CEDAR FALLS, Iowa --The University of Northern Iowa's physics department has been cited as having one of the outstanding physics teacher education programs in the nation. This recognition was noted in "Transforming the Preparation of Physics Teachers: A Call to Action," a national report published by the American Physical Society with support from the Physics Teacher Education Coalition.
UNI's physics department was recognized for developing in-service physics teacher education programs that prepare teachers to earn state physics endorsements. Accolades were also given for the department's efforts to develop teachers' physics-specific expertise, offering programs designed for in-service teachers in small rural schools and encouraging physics department engagement in teacher education.
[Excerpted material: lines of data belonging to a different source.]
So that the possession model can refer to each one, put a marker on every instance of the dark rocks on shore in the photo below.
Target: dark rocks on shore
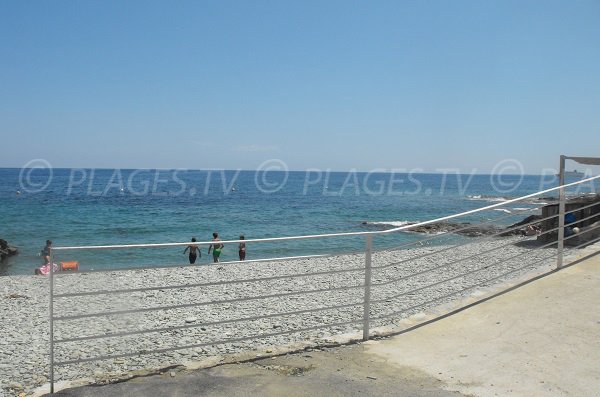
(515, 230)
(462, 228)
(6, 250)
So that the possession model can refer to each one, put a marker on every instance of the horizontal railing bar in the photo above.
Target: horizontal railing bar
(587, 243)
(469, 257)
(200, 265)
(422, 272)
(583, 208)
(330, 235)
(187, 305)
(457, 292)
(181, 327)
(215, 283)
(218, 342)
(471, 226)
(458, 276)
(475, 241)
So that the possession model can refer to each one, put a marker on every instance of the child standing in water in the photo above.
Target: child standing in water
(242, 249)
(216, 248)
(194, 251)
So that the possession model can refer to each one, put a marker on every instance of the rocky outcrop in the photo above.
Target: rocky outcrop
(6, 250)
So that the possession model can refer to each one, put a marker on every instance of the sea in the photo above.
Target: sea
(82, 207)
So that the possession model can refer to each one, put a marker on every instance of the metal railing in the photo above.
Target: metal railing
(356, 292)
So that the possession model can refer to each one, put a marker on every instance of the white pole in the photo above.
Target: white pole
(561, 213)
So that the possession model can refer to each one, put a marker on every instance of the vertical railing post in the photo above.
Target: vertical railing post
(367, 302)
(51, 321)
(561, 214)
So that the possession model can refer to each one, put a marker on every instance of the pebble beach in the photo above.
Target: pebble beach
(212, 311)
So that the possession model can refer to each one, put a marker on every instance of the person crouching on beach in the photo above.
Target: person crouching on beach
(194, 251)
(242, 249)
(216, 248)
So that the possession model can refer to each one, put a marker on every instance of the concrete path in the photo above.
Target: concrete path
(542, 339)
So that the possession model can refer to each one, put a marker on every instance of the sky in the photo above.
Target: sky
(339, 85)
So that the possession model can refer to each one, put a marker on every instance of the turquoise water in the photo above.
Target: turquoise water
(101, 207)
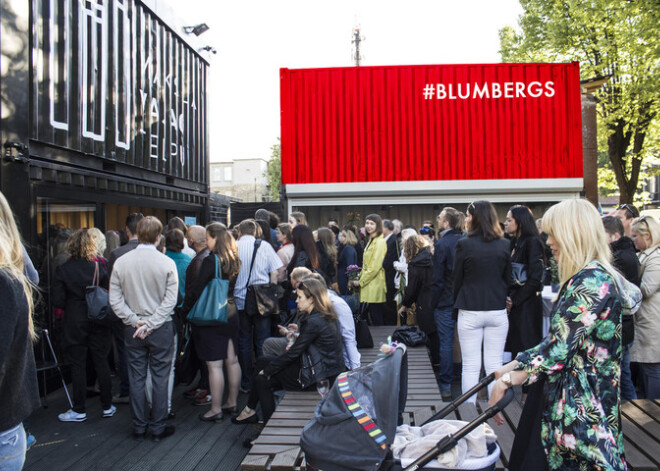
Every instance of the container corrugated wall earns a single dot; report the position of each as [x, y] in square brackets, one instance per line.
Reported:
[110, 79]
[435, 122]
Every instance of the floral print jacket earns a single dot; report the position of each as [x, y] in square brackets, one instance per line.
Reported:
[580, 358]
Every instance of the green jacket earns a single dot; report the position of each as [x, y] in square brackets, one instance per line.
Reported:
[372, 277]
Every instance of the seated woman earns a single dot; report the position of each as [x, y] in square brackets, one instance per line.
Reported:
[319, 327]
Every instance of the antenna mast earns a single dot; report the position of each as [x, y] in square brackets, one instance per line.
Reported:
[357, 39]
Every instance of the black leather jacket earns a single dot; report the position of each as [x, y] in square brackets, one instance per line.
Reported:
[327, 357]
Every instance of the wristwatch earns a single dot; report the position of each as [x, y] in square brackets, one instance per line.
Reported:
[506, 379]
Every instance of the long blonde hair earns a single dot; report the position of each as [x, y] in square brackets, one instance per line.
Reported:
[576, 226]
[11, 257]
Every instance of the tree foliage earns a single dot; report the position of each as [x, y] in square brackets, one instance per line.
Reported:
[274, 172]
[617, 39]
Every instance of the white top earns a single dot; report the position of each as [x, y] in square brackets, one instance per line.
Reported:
[347, 329]
[144, 286]
[265, 263]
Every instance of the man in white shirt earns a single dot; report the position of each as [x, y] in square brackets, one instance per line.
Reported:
[346, 326]
[254, 329]
[143, 293]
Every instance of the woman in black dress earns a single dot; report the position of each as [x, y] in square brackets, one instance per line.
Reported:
[327, 251]
[79, 334]
[319, 337]
[305, 253]
[525, 304]
[482, 276]
[217, 345]
[419, 290]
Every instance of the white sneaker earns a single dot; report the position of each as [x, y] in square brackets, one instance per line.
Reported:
[71, 416]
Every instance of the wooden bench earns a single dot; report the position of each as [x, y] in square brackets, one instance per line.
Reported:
[277, 448]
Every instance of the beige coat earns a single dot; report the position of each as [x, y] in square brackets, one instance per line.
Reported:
[646, 347]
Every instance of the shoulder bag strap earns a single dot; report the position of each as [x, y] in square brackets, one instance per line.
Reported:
[218, 271]
[257, 244]
[95, 279]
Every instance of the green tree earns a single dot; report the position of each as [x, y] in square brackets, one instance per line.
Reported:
[274, 171]
[617, 39]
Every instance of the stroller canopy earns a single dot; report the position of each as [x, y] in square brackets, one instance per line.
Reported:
[354, 426]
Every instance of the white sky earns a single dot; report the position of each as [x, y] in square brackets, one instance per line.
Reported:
[254, 39]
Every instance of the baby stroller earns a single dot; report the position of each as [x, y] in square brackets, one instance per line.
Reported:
[354, 427]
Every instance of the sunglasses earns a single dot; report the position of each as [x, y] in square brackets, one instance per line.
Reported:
[630, 209]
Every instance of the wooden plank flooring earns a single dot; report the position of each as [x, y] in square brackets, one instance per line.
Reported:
[106, 444]
[277, 447]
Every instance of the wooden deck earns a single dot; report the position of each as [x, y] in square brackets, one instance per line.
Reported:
[106, 444]
[277, 448]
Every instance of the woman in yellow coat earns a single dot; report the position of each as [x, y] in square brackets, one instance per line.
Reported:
[372, 277]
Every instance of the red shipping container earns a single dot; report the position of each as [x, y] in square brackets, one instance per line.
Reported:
[431, 122]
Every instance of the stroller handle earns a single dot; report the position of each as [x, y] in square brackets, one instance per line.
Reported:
[450, 441]
[452, 406]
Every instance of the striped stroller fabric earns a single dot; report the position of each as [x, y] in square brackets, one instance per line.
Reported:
[358, 412]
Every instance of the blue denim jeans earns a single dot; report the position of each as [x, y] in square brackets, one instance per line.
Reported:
[12, 449]
[628, 392]
[650, 380]
[444, 323]
[253, 332]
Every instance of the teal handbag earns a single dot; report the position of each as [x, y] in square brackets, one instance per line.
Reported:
[211, 307]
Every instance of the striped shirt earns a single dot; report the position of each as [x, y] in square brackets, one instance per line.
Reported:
[265, 262]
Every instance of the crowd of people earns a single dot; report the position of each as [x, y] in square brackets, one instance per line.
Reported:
[474, 276]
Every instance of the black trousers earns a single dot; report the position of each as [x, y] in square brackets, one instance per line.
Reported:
[389, 312]
[97, 340]
[527, 452]
[263, 387]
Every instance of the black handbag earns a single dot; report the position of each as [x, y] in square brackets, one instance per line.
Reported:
[307, 373]
[362, 333]
[263, 298]
[98, 309]
[519, 272]
[411, 335]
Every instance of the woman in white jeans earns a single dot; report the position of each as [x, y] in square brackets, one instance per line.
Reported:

"We are excited that our long-term commitment to provide quality professional preparation of Iowa physics teachers has been nationally recognized," said Larry Escalada, UNI professor of physics and science education. "Our efforts not only provide a model for physics teacher preparation for in-service teachers but for pre-service teachers who will be teaching in Iowa schools in the future."
Department recognition was based on a campus visit by members of the Task Force on Teacher Education in Physics (T-TEP). The task force report was published to contribute to the nation's efforts to improve science, technology, engineering and mathematics (STEM) literacy and increase the abilities of a STEM-capable workforce and students who pursue STEM careers.
UNI has emphasized teacher education for more than 130 years, and producing quality teachers has long been central to the campus mission and culture. The university has an undergraduate physics teaching degree track and offers externally funded summer institutes that enable in-service high school science teachers to obtain an endorsement to teach physics. The summer in-service institutes were the focus of the American Physical Society's report and its citation.